Media
Wolf’s Wrongheaded Veto Threat
Governor Wolf intends to veto Pennsylvania’s welfare code (HB 59) due to a reform contained within the bill—even though the reform can reduce poverty and stimulate economic growth.
The modest reform instructs the Department of Human Services (DHS) to pursue a Medicaid wavier, consequently reinstating work and job search requirements for healthy adults without dependent children as a condition of continued benefits. This is a crucial step toward freeing more Pennsylvanians from reliance upon subpar health insurance.
Work is the only permanent pathway out of poverty.

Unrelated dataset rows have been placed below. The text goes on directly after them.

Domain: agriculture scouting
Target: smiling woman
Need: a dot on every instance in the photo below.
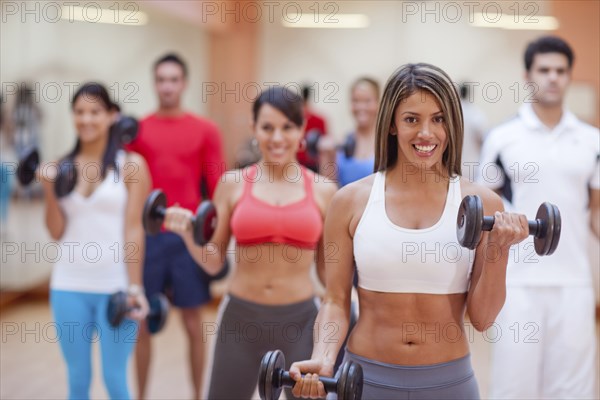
(411, 298)
(275, 210)
(100, 212)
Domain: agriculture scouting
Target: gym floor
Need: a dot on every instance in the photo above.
(31, 365)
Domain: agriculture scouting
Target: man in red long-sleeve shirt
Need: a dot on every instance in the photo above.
(184, 153)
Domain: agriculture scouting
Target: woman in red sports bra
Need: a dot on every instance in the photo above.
(275, 211)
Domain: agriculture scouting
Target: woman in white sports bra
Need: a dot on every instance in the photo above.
(415, 280)
(98, 227)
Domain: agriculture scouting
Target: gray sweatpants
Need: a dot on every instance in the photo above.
(450, 380)
(246, 331)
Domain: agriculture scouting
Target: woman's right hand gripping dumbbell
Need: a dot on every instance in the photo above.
(309, 386)
(179, 221)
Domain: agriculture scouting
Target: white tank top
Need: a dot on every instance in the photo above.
(390, 258)
(91, 255)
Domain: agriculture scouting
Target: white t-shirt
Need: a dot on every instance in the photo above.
(474, 135)
(559, 166)
(92, 253)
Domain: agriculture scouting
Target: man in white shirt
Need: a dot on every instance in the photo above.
(546, 341)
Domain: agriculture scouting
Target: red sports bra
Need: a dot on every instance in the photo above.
(255, 221)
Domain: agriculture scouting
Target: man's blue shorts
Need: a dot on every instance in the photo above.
(169, 268)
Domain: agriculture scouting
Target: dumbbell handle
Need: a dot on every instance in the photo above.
(329, 383)
(161, 211)
(534, 226)
(151, 312)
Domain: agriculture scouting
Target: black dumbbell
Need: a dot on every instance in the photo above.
(272, 377)
(471, 222)
(156, 318)
(312, 144)
(28, 164)
(204, 222)
(66, 177)
(125, 129)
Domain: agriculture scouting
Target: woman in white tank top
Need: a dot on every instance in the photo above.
(98, 228)
(415, 280)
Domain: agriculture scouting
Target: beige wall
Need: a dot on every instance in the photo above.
(332, 58)
(53, 54)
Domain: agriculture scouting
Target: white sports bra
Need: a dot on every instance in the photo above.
(390, 258)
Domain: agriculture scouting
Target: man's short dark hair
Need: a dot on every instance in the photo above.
(174, 58)
(548, 44)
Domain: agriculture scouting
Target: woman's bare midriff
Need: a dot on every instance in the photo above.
(410, 328)
(273, 274)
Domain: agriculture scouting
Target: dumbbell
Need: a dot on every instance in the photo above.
(273, 377)
(204, 222)
(125, 129)
(314, 136)
(156, 318)
(471, 222)
(66, 177)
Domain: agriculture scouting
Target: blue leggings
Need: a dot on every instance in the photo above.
(81, 320)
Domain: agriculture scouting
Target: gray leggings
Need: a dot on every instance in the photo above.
(246, 331)
(450, 380)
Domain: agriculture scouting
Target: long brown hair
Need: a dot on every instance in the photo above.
(404, 82)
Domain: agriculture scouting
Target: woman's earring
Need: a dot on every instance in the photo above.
(302, 145)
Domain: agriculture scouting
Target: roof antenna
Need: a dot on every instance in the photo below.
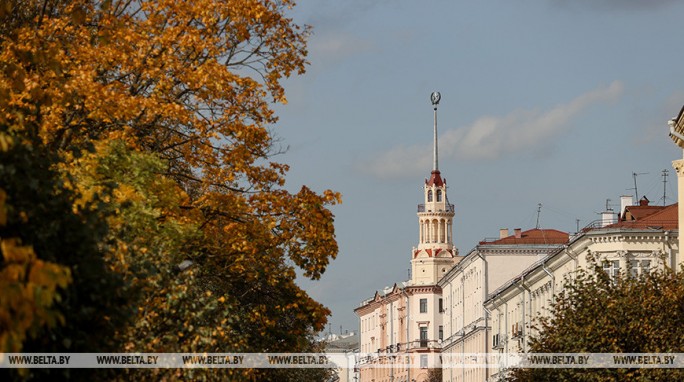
(636, 190)
(665, 175)
(538, 213)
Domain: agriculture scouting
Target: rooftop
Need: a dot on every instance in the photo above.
(530, 237)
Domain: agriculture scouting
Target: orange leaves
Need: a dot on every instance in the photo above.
(29, 290)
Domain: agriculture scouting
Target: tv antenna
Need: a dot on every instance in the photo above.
(665, 174)
(636, 190)
(538, 213)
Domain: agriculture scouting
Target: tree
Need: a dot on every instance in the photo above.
(158, 117)
(598, 314)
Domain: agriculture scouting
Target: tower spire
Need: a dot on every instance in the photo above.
(435, 97)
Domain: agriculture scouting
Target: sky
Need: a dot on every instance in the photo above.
(543, 101)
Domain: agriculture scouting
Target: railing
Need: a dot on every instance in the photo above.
(449, 208)
(654, 224)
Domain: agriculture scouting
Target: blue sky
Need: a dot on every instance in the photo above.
(543, 101)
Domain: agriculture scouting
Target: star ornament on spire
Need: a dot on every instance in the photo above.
(435, 97)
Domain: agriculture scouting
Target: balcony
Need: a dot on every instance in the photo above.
(449, 208)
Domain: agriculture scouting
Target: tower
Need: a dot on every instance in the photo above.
(435, 253)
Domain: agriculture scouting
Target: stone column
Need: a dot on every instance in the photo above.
(679, 168)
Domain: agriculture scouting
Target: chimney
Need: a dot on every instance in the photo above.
(625, 201)
(607, 218)
(518, 233)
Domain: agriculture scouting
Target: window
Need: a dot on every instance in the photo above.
(639, 267)
(423, 305)
(612, 268)
(423, 361)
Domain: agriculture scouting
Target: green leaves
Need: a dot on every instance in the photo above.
(600, 315)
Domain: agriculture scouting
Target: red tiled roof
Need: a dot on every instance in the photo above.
(435, 179)
(640, 212)
(664, 216)
(533, 236)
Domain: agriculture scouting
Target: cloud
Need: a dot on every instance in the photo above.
(612, 4)
(331, 49)
(491, 137)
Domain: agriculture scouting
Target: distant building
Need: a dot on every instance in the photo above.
(406, 319)
(485, 301)
(644, 238)
(348, 345)
(467, 326)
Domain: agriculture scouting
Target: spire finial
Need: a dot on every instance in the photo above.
(435, 97)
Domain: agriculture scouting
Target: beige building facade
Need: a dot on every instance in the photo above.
(645, 238)
(402, 325)
(467, 325)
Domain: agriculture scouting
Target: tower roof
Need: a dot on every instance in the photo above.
(435, 179)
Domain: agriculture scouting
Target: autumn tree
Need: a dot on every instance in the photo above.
(158, 117)
(599, 314)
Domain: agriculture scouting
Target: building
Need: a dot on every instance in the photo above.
(346, 345)
(467, 326)
(406, 319)
(643, 238)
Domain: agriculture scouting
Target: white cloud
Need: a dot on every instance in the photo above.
(492, 137)
(331, 49)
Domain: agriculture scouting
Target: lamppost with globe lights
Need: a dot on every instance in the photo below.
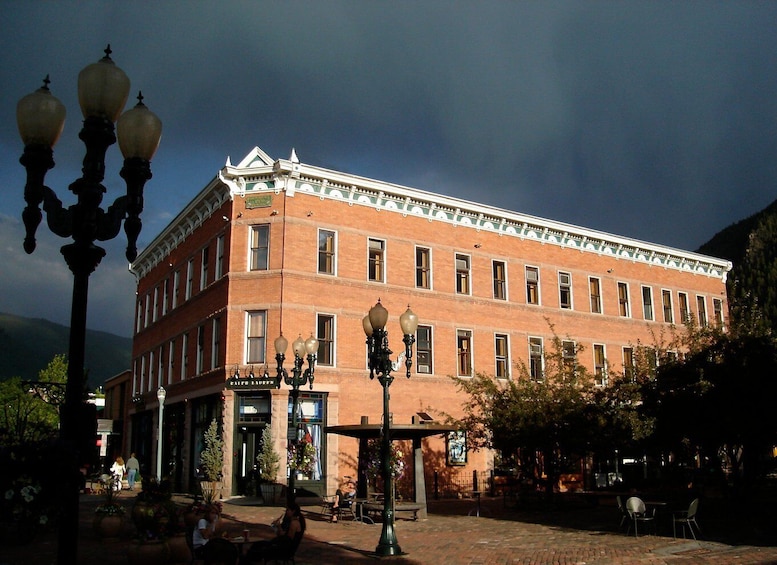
(103, 89)
(381, 365)
(160, 395)
(302, 348)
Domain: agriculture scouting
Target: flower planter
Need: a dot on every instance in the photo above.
(179, 550)
(108, 527)
(151, 552)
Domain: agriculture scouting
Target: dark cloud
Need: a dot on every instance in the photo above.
(652, 120)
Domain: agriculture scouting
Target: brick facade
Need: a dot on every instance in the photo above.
(294, 203)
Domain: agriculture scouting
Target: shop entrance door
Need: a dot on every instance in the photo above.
(246, 469)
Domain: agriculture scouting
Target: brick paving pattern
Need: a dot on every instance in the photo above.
(574, 536)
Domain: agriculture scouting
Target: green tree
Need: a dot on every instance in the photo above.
(717, 401)
(544, 425)
(30, 410)
(268, 459)
(213, 454)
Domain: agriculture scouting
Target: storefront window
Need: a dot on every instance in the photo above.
(310, 430)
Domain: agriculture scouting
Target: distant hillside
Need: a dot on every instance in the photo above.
(28, 344)
(751, 245)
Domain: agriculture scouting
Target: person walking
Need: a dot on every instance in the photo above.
(117, 472)
(133, 468)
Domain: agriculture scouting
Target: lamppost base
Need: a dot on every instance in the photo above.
(388, 550)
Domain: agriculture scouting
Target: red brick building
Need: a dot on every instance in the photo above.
(278, 245)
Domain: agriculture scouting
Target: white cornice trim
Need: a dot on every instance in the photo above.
(257, 173)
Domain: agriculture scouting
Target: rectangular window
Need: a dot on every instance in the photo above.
(423, 267)
(565, 290)
(502, 355)
(629, 371)
(377, 252)
(150, 371)
(424, 350)
(165, 295)
(536, 359)
(189, 278)
(170, 361)
(684, 307)
(176, 287)
(259, 248)
(160, 369)
(311, 418)
(624, 309)
(200, 362)
(184, 355)
(327, 252)
(569, 356)
(325, 333)
(204, 269)
(464, 349)
(595, 289)
(647, 302)
(215, 343)
(499, 270)
(666, 304)
(256, 337)
(532, 285)
(462, 274)
(717, 310)
(219, 257)
(600, 365)
(701, 307)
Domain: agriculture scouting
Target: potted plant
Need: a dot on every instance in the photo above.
(155, 516)
(269, 463)
(212, 458)
(302, 458)
(109, 516)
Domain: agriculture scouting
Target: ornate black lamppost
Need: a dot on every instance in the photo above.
(103, 89)
(381, 365)
(298, 378)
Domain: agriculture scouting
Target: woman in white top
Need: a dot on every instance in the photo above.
(117, 473)
(205, 530)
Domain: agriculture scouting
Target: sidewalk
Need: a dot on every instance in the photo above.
(573, 536)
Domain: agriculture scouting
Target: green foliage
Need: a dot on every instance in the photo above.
(268, 459)
(26, 344)
(718, 400)
(213, 455)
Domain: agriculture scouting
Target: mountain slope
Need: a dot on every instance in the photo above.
(28, 344)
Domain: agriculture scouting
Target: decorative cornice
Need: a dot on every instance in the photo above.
(256, 174)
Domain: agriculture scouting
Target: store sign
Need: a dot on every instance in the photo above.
(247, 383)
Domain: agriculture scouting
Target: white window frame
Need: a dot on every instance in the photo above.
(649, 316)
(532, 269)
(600, 372)
(428, 271)
(469, 334)
(333, 273)
(565, 286)
(382, 263)
(505, 358)
(664, 293)
(463, 274)
(624, 302)
(503, 283)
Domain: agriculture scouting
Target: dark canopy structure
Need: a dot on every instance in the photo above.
(413, 432)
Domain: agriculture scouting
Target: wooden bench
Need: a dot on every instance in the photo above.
(376, 508)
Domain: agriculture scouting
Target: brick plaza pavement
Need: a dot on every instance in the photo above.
(572, 536)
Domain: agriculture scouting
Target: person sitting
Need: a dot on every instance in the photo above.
(205, 530)
(290, 528)
(343, 496)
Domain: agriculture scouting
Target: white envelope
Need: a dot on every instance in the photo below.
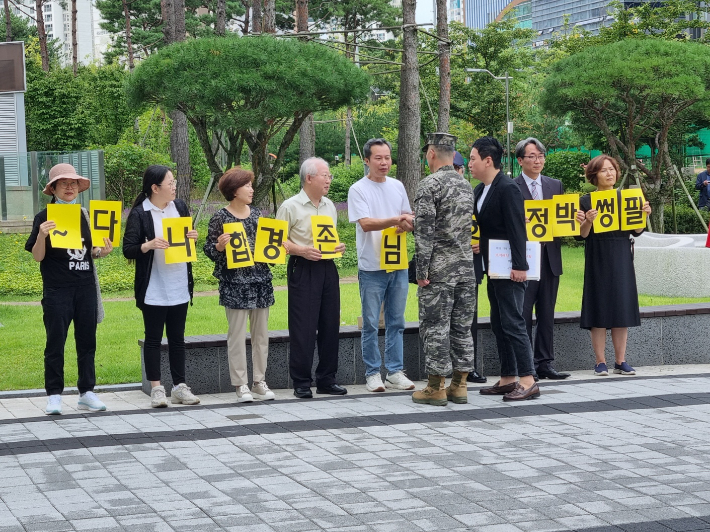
(500, 262)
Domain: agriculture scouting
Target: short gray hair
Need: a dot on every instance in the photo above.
(520, 147)
(310, 167)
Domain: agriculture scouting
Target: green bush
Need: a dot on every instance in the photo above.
(124, 164)
(566, 166)
(688, 223)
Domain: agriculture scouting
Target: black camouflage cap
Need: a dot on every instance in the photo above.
(440, 139)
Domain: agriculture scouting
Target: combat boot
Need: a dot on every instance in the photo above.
(434, 393)
(457, 391)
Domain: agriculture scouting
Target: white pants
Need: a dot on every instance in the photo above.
(236, 343)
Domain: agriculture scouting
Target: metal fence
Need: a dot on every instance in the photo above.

While three states have similar waivers pending before the U.S. Department of Health and Human Services to implement work requirements in Medicaid, the policy is already helping thousands of SNAP and TANF beneficiaries gain independence. In Kansas and Maine, strengthening work requirements in SNAP or food stamps reduced enrollment by 75 and 80 percent respectively. Plus, half of those who left the program more than doubled their income.
Right here in Pennsylvania, 30,000 people left SNAP when work requirements were re-established in select parts of the state. While the department didn’t track those individuals, experiences in other states indicate their lives likely improved.
According to DHS, about 490,000 adults would be affected by the reform in HB 59. That’s the population of Harrisburg, Lancaster, Allentown, Erie, Scranton, and Reading combined.
Helping nearly half a million Pennsylvanians increase their incomes and quality of life is the definition of meaningful reform, especially when Pennsylvania’s other welfare programs often discourage workforce participation. Forthcoming research based upon federal and state trends finds only seven percent of healthy adults on SNAP are working. Encouraging work could significantly increase incomes, and even help people afford private health insurance.
This reform can reinvent government and propel Pennsylvanians to prosperity. A focus on increasing individual incomes, not Harrisburg’s spending list, is the only way to escape the destructive cycle of budget deficits.